Pesto, from the Italian word pestare, meaning “to pound, to crush.” Naturally, it is made in mortar and pestle according to traditions. The reason I choose to use a food processor instead is that I… do not have a mortar and pestle. It seems that the consensus is mortar and pestle can yield superior appearance and flavor, while the food processor is more convenient and efficient. I would not comment on the difference before I obtain a mortar and pestle for comparison. (Though, I do believe I will be in the camp of mortar and pestle once I try…)
Onto the recipe itself, I composed it base on the unit of 4 oz basil leaves, which is the standard quantity of basil leaves that I can obtain in nearby markets. You should be able to scale it according to your need. Also, the ratio between each ingredient can be adjusted up to your preference.
As the essence of the pesto sauce lies in the raw pungency and flavor of basil leaves, it is absolutely crucial to never cook it over direct heat! This is the reason behind mixing the pasta with the sauce in a different container.
Grazie per la lettura! Check again for next week’s update!
Since I wrote down two recipes involving basil, I would like to introduce you all to my basil plant!
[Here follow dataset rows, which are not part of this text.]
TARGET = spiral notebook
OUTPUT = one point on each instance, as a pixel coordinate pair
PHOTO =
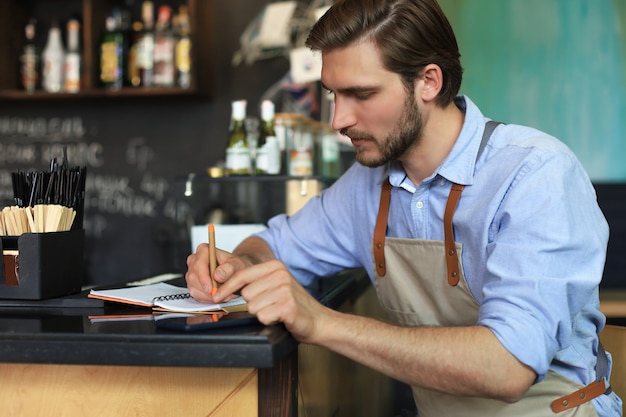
(165, 297)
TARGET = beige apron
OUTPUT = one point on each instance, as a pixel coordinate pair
(412, 287)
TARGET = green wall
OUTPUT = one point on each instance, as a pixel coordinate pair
(558, 65)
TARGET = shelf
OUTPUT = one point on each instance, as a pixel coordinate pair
(96, 93)
(14, 15)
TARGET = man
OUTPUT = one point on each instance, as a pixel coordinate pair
(485, 242)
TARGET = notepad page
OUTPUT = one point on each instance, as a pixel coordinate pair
(190, 305)
(141, 295)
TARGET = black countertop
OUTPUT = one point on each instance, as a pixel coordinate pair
(88, 332)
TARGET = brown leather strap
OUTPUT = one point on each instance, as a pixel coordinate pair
(588, 393)
(452, 258)
(380, 230)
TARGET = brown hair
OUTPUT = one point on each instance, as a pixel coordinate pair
(409, 34)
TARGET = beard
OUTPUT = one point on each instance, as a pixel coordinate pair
(405, 135)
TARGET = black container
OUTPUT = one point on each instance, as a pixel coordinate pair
(48, 265)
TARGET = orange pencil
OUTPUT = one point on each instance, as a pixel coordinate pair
(212, 257)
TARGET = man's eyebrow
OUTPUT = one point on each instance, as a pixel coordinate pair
(351, 90)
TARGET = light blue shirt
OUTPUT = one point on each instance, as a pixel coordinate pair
(534, 239)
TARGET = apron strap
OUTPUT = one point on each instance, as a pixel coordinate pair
(380, 230)
(452, 257)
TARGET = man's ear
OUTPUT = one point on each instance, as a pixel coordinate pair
(432, 82)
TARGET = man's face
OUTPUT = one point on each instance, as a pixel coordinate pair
(372, 106)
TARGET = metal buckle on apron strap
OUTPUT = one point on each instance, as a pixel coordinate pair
(380, 230)
(452, 257)
(588, 393)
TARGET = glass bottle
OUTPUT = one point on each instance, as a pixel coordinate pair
(328, 155)
(29, 61)
(72, 65)
(145, 53)
(301, 151)
(112, 56)
(237, 150)
(267, 151)
(133, 75)
(183, 48)
(52, 59)
(164, 44)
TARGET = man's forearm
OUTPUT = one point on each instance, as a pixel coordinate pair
(466, 361)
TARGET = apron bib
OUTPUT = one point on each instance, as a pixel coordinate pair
(421, 283)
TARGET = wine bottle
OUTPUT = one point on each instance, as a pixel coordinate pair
(237, 150)
(145, 53)
(72, 67)
(29, 61)
(164, 43)
(267, 150)
(183, 48)
(53, 58)
(112, 55)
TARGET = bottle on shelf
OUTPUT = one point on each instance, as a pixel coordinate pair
(164, 43)
(53, 57)
(300, 153)
(29, 60)
(72, 67)
(112, 55)
(328, 152)
(182, 51)
(267, 161)
(145, 51)
(238, 160)
(133, 74)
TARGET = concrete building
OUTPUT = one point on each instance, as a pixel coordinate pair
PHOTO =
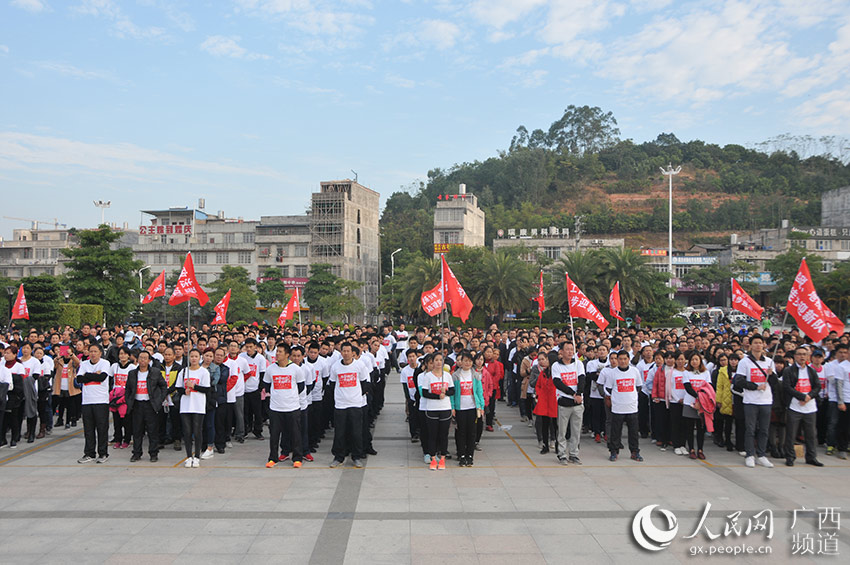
(835, 208)
(344, 233)
(458, 221)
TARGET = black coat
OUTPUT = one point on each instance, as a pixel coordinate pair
(156, 388)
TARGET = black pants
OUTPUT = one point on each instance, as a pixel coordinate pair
(223, 424)
(689, 424)
(438, 422)
(631, 421)
(677, 427)
(193, 433)
(465, 432)
(96, 429)
(348, 433)
(144, 421)
(285, 427)
(661, 422)
(253, 413)
(793, 422)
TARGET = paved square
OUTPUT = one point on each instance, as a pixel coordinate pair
(513, 506)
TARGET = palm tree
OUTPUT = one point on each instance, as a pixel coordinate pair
(584, 268)
(502, 282)
(637, 279)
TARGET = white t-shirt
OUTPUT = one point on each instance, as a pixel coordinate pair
(119, 375)
(696, 380)
(567, 374)
(256, 365)
(435, 384)
(142, 386)
(624, 387)
(238, 367)
(757, 372)
(193, 402)
(95, 393)
(348, 392)
(804, 386)
(283, 394)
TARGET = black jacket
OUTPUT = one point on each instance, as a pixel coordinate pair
(156, 388)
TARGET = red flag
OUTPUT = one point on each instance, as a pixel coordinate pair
(805, 305)
(156, 289)
(188, 286)
(454, 294)
(20, 310)
(293, 306)
(541, 300)
(743, 302)
(614, 302)
(432, 301)
(221, 309)
(582, 307)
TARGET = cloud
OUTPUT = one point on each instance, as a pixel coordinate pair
(29, 5)
(222, 46)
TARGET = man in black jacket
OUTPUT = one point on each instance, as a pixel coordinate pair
(144, 400)
(801, 385)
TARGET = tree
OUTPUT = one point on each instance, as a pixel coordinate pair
(322, 283)
(583, 130)
(44, 295)
(243, 300)
(273, 290)
(100, 272)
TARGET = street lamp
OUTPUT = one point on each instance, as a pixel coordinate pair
(103, 205)
(669, 172)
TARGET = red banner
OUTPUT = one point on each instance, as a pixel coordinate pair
(454, 294)
(221, 309)
(156, 289)
(432, 301)
(743, 302)
(20, 310)
(188, 286)
(614, 302)
(582, 307)
(805, 305)
(293, 306)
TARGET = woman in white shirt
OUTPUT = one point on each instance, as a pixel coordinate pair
(193, 383)
(696, 376)
(436, 387)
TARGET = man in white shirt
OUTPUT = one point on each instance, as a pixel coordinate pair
(621, 389)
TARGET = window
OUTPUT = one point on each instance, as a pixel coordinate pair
(449, 237)
(552, 252)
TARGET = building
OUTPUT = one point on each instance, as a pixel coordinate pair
(835, 208)
(551, 242)
(458, 221)
(344, 233)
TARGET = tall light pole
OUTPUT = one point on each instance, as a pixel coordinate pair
(669, 172)
(103, 205)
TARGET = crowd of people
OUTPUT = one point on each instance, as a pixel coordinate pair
(756, 392)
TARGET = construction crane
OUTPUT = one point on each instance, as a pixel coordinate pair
(35, 223)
I have been growing it since early spring, and keep it alive is one of my proudest achievements this year. His name is Aurelian, from the 3rd century Roman Emperor who saved the Empire from the brink of collapse and was granted the title Restitutor Orbis, “Restorer of the World.”
A basil plant comes in super handy when you need a few fresh basil leaves for your dishes. And honestly, it is surprisingly easy to grow.